In the semi-divine Chinese culture, improving one's character and morality, also called "cultivating the self," is the basis for managing a family, administering a government, and bringing peace to the entire world.
The Great Learning (Da Xue) is one of the Chinese scholarly classics. It only has about two thousand characters, yet, due to its important moral teachings, is revered as one of the four most essential books of Confucianism. The Great Learning was written about two thousand years ago. During the Song Dynasty (12th century), it became one of the required textbooks for all academic examinations. The Great Learning focuses on cultivating the self as a prerequisite to administering a government; the goal for an administrator cultivating the self was to rule the country wisely and bring peace to the world. It illustrates the relationship between improving oneself and administrating a government.
The opening line of The Great Learning says, "What the Great Learning teaches is to illustrate illustrious virtue; to renovate the people; and to rest in the highest excellence." "To illustrate illustrious virtue" refers to promulgating the great virtues heaven bestowed upon men; "to renovate the people" means managing the people through compassion and kindness; "to rest in the highest excellence" sets the standard at the pure realm of kindness discussed in Confucianism.
The Great Learning further says, in order to promulgate great virtues, the country must be administered properly. To administer the country properly, one must be able to manage the family well. To manage the family well, one must cultivate oneself. From the emperor to ordinary citizens, everyone must start from cultivating the self. There is no exception.
Then how does one cultivate oneself? The Great Learning says, "Wishing to cultivate themselves, they first rectified their hearts. Wishing to rectify their hearts, they first sought to be sincere in their thoughts. Wishing to be sincere in their thoughts, they first extended to the utmost their knowledge. Such extension of knowledge lay in the investigation of things."
"To rectify their hearts" refers to constraining deviated emotions and desires. It is normal for human beings to feel anger, fear, happiness, and sadness. However, one should try to curb inappropriate emotions and desires.
"To be sincere in their thoughts" refers to being honest and self-disciplined, whether with others or alone, both in one's mind and actions.
"The investigation of things" and "extension of knowledge" are the foundation of the process. The "things" and "knowledge" refer to ethics and moral principles. In other words, one can only be truly sincere when he understands the moral standard; only then can he rectify his heart, and begin to cultivate himself.
"Cultivating themselves" is the goal of investigating things, extending knowledge, being sincere, and rectifying the heart.
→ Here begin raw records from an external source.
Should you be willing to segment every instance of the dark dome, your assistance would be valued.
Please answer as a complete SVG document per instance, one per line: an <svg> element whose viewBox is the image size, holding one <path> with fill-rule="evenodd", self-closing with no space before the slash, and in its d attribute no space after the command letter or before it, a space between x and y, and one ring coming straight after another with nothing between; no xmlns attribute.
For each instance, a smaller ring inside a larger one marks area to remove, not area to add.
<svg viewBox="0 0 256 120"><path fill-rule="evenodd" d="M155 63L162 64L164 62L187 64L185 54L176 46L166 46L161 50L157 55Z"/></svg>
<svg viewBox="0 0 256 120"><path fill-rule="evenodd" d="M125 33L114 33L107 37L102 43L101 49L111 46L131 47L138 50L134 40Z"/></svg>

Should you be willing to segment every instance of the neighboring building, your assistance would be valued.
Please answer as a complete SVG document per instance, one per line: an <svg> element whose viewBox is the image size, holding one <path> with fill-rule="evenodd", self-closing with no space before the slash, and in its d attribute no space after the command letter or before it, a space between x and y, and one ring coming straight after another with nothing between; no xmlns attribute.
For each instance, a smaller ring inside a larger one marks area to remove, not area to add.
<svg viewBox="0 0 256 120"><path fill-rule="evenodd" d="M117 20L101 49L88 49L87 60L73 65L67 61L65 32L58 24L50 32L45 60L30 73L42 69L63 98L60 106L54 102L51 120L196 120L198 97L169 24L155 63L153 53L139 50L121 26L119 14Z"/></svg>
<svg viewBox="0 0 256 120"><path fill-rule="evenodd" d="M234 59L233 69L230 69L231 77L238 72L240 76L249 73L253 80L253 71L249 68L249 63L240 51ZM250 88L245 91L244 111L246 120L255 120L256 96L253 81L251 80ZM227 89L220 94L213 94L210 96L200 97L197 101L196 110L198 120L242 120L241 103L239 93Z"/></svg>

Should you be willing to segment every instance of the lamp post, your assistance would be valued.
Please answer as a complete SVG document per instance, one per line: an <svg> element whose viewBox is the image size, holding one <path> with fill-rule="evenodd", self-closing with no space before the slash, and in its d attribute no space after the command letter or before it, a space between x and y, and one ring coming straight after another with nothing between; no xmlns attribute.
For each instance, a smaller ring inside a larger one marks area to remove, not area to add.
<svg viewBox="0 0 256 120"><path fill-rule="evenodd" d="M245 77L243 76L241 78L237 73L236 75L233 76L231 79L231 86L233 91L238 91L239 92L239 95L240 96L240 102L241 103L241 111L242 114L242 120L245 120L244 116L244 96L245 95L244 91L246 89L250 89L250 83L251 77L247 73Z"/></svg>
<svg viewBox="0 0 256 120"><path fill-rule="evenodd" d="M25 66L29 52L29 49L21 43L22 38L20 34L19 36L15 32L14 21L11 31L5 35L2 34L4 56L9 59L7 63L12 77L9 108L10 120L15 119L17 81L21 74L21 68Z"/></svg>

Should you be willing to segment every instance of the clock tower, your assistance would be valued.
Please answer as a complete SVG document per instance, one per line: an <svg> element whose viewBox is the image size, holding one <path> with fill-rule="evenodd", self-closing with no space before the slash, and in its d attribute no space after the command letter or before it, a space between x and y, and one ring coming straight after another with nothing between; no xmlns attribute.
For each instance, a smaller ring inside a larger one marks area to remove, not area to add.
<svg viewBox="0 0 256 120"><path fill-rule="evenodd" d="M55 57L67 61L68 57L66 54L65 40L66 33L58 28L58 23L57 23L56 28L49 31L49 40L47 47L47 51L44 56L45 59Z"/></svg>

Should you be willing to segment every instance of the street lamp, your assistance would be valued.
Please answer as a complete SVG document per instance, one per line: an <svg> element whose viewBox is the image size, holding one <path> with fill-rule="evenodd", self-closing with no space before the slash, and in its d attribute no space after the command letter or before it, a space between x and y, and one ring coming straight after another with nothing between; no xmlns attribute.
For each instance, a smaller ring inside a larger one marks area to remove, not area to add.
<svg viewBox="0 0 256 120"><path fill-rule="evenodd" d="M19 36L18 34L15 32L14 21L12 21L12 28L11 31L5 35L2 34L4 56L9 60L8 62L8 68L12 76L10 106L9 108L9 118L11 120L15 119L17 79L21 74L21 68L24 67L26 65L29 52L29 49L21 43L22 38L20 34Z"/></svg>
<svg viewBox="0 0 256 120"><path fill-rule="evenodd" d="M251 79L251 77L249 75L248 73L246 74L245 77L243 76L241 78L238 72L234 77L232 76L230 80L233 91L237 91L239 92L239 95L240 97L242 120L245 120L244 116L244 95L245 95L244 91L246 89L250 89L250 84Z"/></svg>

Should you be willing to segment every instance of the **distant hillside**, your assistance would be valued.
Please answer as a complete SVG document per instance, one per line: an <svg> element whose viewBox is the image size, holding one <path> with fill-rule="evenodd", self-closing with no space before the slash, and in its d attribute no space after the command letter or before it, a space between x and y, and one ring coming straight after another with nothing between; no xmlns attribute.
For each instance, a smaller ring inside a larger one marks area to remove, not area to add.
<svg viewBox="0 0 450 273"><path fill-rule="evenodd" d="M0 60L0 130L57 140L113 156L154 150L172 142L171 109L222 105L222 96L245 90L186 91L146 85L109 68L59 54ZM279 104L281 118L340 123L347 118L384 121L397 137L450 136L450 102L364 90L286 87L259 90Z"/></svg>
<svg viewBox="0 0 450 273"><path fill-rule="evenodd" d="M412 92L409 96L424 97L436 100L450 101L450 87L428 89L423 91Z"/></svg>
Only when one's character is perfected, which is the highest standard in The Great Learning, is a person able to manage their family, rule the country, and bring peace to the world.
What does cultivation of oneself include? In conversations with Count Lu Ai, Confucius listed sixteen points.
1. Calmness and patience.
2. Modesty and vigilance.
3. Respect and courtesy.
4. Loyalty and trust.
5. Faithfulness. "To not forget justice in the face of personal interest."
6. Uprightness and steadfastness. "Can be approached but not forced; can be killed but not humiliated."
7. Willingness to sacrificing one's life for justice. "Life with kindness and integrity despite a violent regime."
8. Appropriateness in clothes and behaviour.
9. Speaking for the underprivileged.
10. Broad knowledge and trustworthy actions; sacrifice self-interests and cooperate well with others.
11. Seeking and promoting talents.
12. Treating friends with politeness.
13. Keeping a high moral standard.
14. Truthfulness with oneself and not changing opinions based on what the authorities says.
15. Valuing the virtue of one's friends. "Stay together because they have the same moral goals."
16. Treating everything with kindness.
Mencius summarised the character of a moral person as, "unable to be lewd or corrupted by money or power, not swayed because of poverty and harsh conditions, and not bent by power or force."
Besides having kindness, cultivating the self also includes doing things with appropriateness. Confucius taught his students, "Don't look, listen, speak, or take action unless it is appropriate." He required his students to act appropriately and courteously. The sincerity, trustworthiness, diligence, frugality, self-discipline, and kindness of ancient Chinese people were all closely related to their education in appropriateness and courteousness.